Yes, I spoke to people thirty and forty years after the fact. Yes, in that time memories can change and confabulation is a real consideration. But I also had access to the files prepared when the events were fresh in the minds of the witnesses, and I could see if confabulation had taken place. I could see if stories had changed, been altered over time or had been embellished.
And events, especially frightening events, stand out in the mind. Bob Robinson talking of the craft flashing overhead is interesting, but the sputtering of the truck engine and the dimming of the lights is even more so. Raymond Jackson's comments about the lights in the doctor's office are interesting as well. Both suggest that the UFO was interacting with the environment under it and photoelectric cells on street lights had nothing to do with it.
These cases are illustrative. They show us what was going on at the official UFO project. They show us that objective investigation did not take place. They show us that there was a scramble for answers regardless of the facts in the case. And they show us that the high-ranking Air Force officers were not above applying pressure to people so that a solution would seem to be more likely.
There is one other thing that we can see here. As I conducted my investigations, sometimes as much as forty years after the sightings, I was able to find additional witnesses. I was able to interview men and women who had made sighting reports and to find additional witnesses. Even in the limited time that I had, on the limited budget I had, I could talk to many different people about the case. The question that springs to mind is why couldn't the Air Force investigators do that? They had access to the same information resources that I did. They could have used the telephone the way I did. And, in many cases they were on the scene with days or weeks of the sightings, yet failed to find what I did. Doesn't that really speak volumes about the way the investigation was conducted? Doesn't that suggest that truth was not the motivation? Doesn't that suggest, just as we have all along, that Air Force and official investigators were doing something other than searching for the truth?
Appendix B: The Blue Book Unidentifieds
In 1975 I learned, wholly by accident, that the Project Blue Book files had been declassified and were open for public review. This was back when the files were housed at Maxwell Air Force Base and before they had been microfilmed.
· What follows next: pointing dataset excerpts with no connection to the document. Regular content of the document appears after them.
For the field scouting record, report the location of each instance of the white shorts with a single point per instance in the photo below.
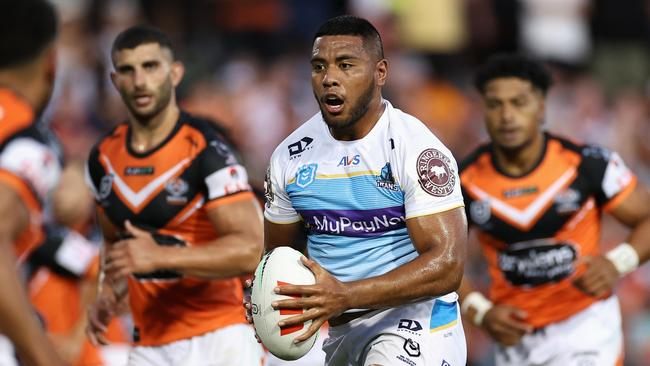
(427, 333)
(591, 337)
(7, 354)
(232, 345)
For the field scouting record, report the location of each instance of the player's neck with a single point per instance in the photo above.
(520, 161)
(145, 136)
(363, 126)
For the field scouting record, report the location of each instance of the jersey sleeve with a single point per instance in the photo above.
(429, 178)
(34, 163)
(278, 208)
(94, 175)
(222, 172)
(612, 180)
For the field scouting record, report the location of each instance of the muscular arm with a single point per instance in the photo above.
(440, 240)
(235, 252)
(17, 320)
(634, 212)
(602, 272)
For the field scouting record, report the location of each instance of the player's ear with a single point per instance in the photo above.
(381, 71)
(177, 71)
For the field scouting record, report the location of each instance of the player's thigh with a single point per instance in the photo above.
(147, 356)
(232, 345)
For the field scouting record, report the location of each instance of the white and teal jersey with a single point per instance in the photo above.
(355, 196)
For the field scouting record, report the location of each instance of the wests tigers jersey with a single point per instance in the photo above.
(29, 164)
(168, 191)
(534, 228)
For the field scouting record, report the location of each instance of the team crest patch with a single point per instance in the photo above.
(176, 188)
(268, 188)
(105, 186)
(306, 175)
(434, 173)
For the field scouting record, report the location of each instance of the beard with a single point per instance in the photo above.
(161, 100)
(358, 110)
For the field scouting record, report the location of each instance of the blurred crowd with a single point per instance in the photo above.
(247, 69)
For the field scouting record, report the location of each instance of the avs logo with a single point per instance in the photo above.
(348, 161)
(386, 179)
(176, 187)
(138, 170)
(408, 325)
(306, 175)
(299, 147)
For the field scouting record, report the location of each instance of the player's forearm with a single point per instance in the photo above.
(18, 320)
(430, 274)
(640, 239)
(229, 256)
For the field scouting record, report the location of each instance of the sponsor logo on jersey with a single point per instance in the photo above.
(306, 175)
(408, 325)
(299, 147)
(412, 348)
(386, 179)
(479, 211)
(349, 160)
(138, 170)
(176, 187)
(105, 186)
(537, 262)
(358, 223)
(567, 201)
(434, 173)
(268, 188)
(518, 192)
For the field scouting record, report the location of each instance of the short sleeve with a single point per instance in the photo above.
(429, 178)
(35, 163)
(278, 208)
(222, 170)
(612, 179)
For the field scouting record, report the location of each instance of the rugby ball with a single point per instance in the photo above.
(280, 266)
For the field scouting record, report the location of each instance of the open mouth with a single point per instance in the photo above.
(333, 103)
(142, 100)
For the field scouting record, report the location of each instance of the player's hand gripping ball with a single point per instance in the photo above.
(280, 266)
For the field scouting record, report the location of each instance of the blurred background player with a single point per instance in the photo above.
(537, 200)
(29, 168)
(374, 198)
(179, 220)
(63, 274)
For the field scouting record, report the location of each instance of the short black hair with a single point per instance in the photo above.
(138, 35)
(27, 28)
(513, 65)
(349, 25)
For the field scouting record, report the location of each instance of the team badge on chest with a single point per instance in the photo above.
(434, 173)
(306, 175)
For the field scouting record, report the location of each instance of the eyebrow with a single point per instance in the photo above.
(338, 58)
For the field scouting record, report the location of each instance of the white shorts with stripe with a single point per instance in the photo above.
(232, 345)
(427, 333)
(591, 337)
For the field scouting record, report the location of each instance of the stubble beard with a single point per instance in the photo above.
(359, 110)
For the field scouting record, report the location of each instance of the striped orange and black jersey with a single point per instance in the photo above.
(534, 228)
(168, 191)
(29, 164)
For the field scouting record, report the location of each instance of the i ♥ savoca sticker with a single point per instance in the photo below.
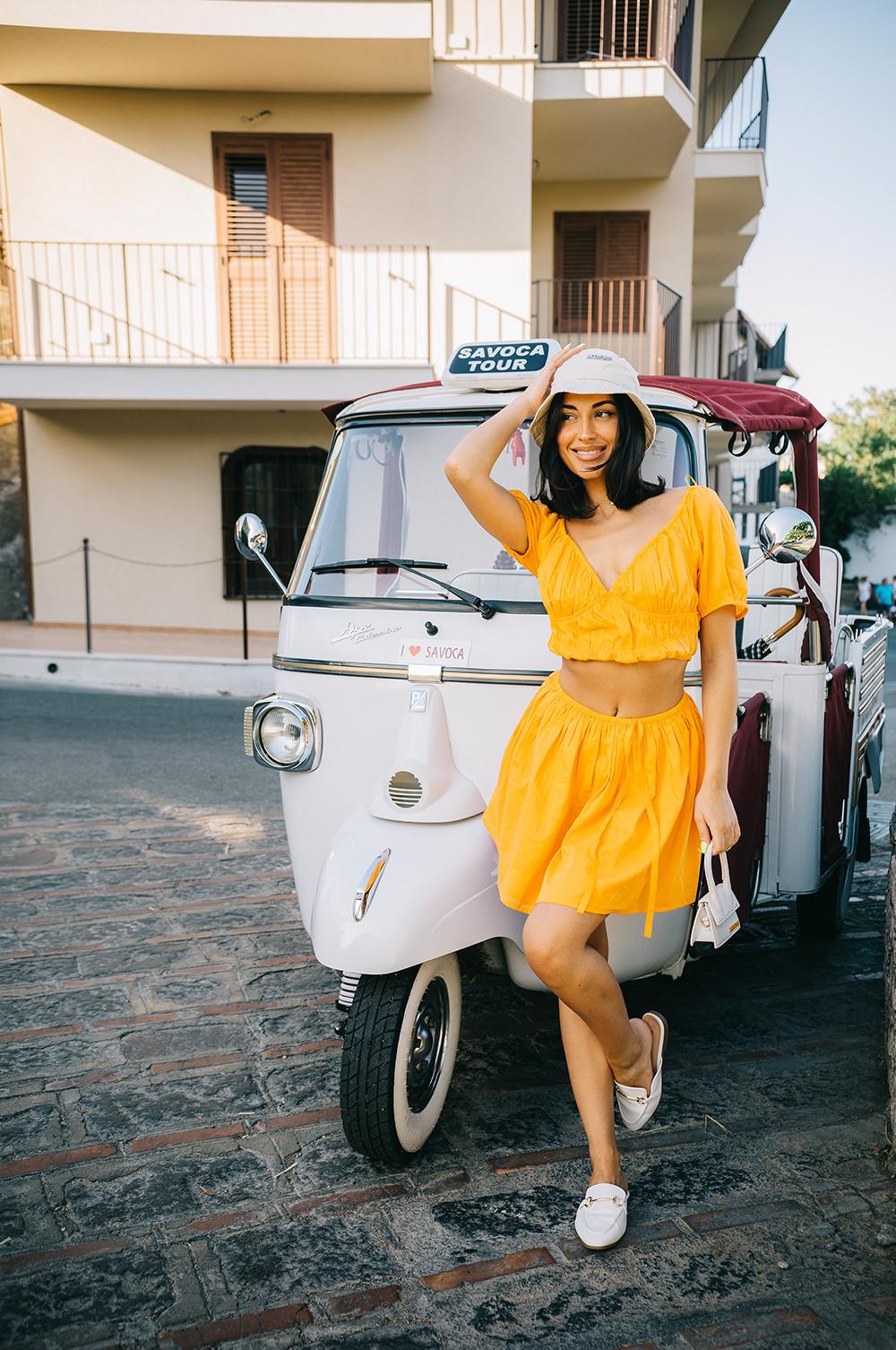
(435, 653)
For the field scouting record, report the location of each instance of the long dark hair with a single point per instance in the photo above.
(565, 494)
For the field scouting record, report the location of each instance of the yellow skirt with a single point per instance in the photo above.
(597, 811)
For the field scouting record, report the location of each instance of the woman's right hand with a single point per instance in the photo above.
(535, 394)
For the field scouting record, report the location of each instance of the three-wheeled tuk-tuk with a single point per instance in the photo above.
(409, 645)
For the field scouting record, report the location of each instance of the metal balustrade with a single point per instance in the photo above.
(735, 104)
(199, 304)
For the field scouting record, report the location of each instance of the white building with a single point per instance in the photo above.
(220, 215)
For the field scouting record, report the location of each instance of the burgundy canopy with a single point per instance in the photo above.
(737, 405)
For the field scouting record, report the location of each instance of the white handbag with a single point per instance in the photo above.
(715, 920)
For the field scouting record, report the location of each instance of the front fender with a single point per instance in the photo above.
(436, 894)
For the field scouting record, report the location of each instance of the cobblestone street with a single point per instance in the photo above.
(176, 1174)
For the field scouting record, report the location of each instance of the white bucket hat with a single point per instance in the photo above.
(595, 371)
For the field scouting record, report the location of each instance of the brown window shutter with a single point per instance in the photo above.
(600, 261)
(607, 30)
(625, 255)
(304, 211)
(275, 229)
(250, 303)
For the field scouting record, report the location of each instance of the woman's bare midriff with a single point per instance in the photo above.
(623, 688)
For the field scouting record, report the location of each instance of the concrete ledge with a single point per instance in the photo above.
(152, 674)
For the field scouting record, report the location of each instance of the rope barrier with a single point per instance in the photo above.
(136, 562)
(45, 560)
(139, 562)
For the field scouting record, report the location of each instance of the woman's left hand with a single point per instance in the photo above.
(715, 818)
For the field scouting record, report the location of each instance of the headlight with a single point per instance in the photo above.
(287, 733)
(285, 736)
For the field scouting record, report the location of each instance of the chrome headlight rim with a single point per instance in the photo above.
(296, 707)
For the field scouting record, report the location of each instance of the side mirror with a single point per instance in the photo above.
(786, 535)
(250, 535)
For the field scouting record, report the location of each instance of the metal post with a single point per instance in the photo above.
(87, 589)
(245, 581)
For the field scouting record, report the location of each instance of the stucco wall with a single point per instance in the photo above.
(135, 166)
(876, 555)
(146, 486)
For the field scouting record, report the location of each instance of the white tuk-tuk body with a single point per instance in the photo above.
(418, 696)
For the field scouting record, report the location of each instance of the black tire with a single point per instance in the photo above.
(399, 1054)
(823, 913)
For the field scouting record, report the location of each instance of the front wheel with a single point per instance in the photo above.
(399, 1054)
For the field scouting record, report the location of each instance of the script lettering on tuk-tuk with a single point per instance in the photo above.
(360, 632)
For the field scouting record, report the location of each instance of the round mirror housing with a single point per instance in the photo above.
(787, 535)
(250, 533)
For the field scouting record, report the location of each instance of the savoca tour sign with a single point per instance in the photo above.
(498, 365)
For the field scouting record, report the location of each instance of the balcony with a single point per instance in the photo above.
(729, 176)
(737, 349)
(640, 317)
(191, 325)
(367, 46)
(611, 88)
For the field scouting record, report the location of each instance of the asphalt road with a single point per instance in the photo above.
(68, 746)
(61, 746)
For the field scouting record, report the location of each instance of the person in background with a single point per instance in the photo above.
(884, 595)
(863, 594)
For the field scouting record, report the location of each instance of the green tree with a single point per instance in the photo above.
(860, 467)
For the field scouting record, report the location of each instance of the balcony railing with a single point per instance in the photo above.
(640, 317)
(740, 350)
(618, 30)
(735, 104)
(200, 304)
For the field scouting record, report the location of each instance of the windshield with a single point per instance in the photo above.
(387, 497)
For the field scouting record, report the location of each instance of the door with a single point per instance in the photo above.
(275, 234)
(600, 259)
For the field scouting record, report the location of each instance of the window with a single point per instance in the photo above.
(600, 262)
(278, 483)
(275, 229)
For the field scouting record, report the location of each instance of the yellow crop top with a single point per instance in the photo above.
(653, 609)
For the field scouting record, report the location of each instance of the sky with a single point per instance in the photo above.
(824, 258)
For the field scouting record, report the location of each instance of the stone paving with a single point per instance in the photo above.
(175, 1171)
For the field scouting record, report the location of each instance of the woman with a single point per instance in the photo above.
(611, 778)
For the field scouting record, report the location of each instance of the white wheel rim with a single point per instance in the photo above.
(415, 1126)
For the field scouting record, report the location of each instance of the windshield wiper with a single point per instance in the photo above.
(409, 565)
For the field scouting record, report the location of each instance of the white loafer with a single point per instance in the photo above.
(603, 1214)
(637, 1106)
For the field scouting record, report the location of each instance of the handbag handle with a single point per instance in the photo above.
(707, 869)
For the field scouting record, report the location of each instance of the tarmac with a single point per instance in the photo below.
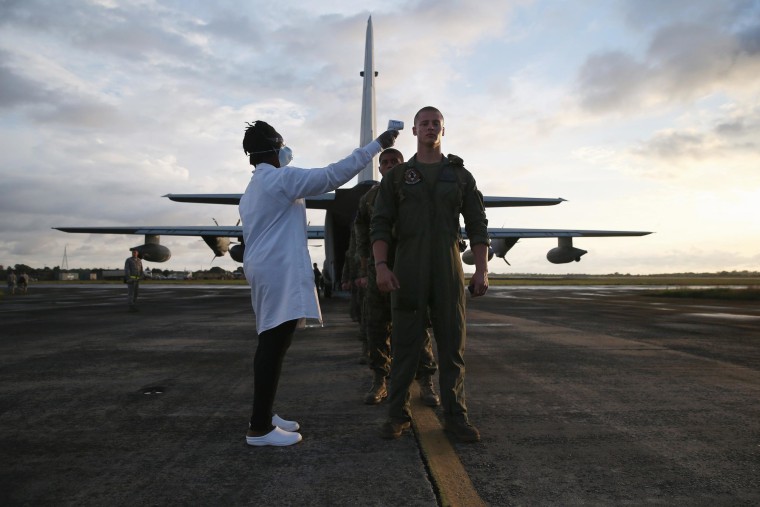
(582, 395)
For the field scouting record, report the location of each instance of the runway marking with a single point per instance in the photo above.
(450, 480)
(718, 315)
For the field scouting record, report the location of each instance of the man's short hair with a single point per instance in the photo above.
(261, 138)
(392, 151)
(426, 109)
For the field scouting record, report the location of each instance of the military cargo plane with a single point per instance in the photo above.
(340, 208)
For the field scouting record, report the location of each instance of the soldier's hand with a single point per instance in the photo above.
(387, 138)
(479, 284)
(386, 280)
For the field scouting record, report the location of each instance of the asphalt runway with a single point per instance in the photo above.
(583, 396)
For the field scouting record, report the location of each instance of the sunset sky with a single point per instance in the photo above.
(643, 114)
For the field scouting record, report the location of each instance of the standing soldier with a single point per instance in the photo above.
(418, 207)
(11, 282)
(132, 274)
(348, 282)
(377, 307)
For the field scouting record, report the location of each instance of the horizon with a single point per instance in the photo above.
(643, 115)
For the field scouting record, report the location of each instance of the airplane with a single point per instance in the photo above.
(340, 209)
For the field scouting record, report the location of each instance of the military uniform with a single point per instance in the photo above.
(377, 308)
(132, 274)
(421, 203)
(351, 267)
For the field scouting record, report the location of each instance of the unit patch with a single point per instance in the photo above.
(412, 176)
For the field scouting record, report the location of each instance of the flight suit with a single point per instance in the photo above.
(422, 204)
(377, 307)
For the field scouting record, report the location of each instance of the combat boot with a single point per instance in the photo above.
(378, 392)
(427, 391)
(364, 358)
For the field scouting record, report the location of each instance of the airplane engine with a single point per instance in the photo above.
(499, 247)
(565, 252)
(237, 252)
(153, 252)
(219, 245)
(469, 258)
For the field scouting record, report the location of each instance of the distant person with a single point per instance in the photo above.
(418, 208)
(11, 282)
(317, 276)
(377, 305)
(327, 282)
(23, 282)
(133, 273)
(277, 263)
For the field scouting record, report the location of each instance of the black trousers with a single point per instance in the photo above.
(267, 365)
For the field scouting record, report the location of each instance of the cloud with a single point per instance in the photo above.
(729, 137)
(687, 56)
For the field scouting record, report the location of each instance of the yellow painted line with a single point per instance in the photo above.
(450, 480)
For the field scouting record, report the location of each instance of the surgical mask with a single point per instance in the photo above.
(285, 156)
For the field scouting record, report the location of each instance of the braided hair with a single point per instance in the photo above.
(260, 140)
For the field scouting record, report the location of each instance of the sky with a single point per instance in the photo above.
(643, 114)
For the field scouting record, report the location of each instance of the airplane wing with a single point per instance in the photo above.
(503, 239)
(315, 202)
(322, 201)
(220, 231)
(556, 233)
(492, 201)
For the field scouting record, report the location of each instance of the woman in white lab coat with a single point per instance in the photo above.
(277, 263)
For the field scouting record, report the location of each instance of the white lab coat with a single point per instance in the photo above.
(276, 261)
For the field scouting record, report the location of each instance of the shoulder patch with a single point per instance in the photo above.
(454, 160)
(412, 176)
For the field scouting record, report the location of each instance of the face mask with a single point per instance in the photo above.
(285, 156)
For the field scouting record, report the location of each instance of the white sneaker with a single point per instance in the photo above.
(285, 425)
(277, 437)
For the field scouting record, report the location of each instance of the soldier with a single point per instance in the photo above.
(348, 282)
(11, 282)
(422, 199)
(377, 307)
(132, 274)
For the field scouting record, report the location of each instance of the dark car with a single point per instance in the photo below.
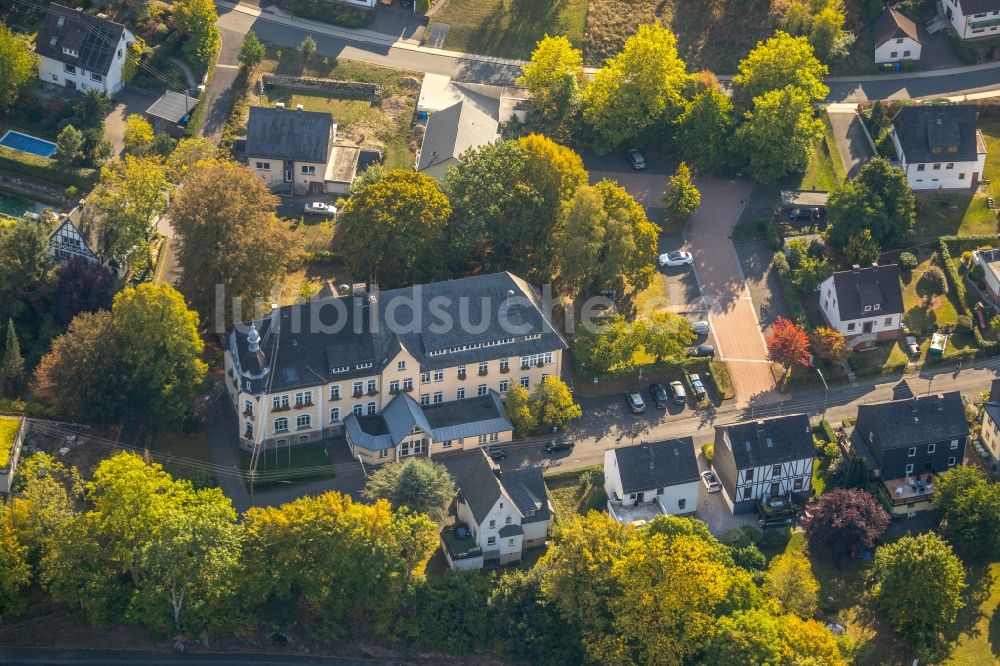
(659, 393)
(702, 350)
(635, 402)
(678, 393)
(559, 444)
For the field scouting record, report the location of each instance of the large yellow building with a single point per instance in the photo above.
(295, 375)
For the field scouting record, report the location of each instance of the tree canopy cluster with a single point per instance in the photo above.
(645, 96)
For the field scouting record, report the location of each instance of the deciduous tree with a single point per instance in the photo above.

Robert Charles Cornett and I spent days in the files, going through the index, writing down all the unidentified cases, many of the photo and physical evidence cases, and any others that caught our attention. We included the names of the witnesses, still much in evidence in those files.
Sometime later, the files were moved to the National Archives in Washington, D.C. and were microfilmed. Before the microfilming was done, a number of Air Force officers read each file, attempting to black out the names of all the witnesses. When the files were re-released to the public and made available on microfilm, it seemed that one of the most critical pieces of evidence had been removed.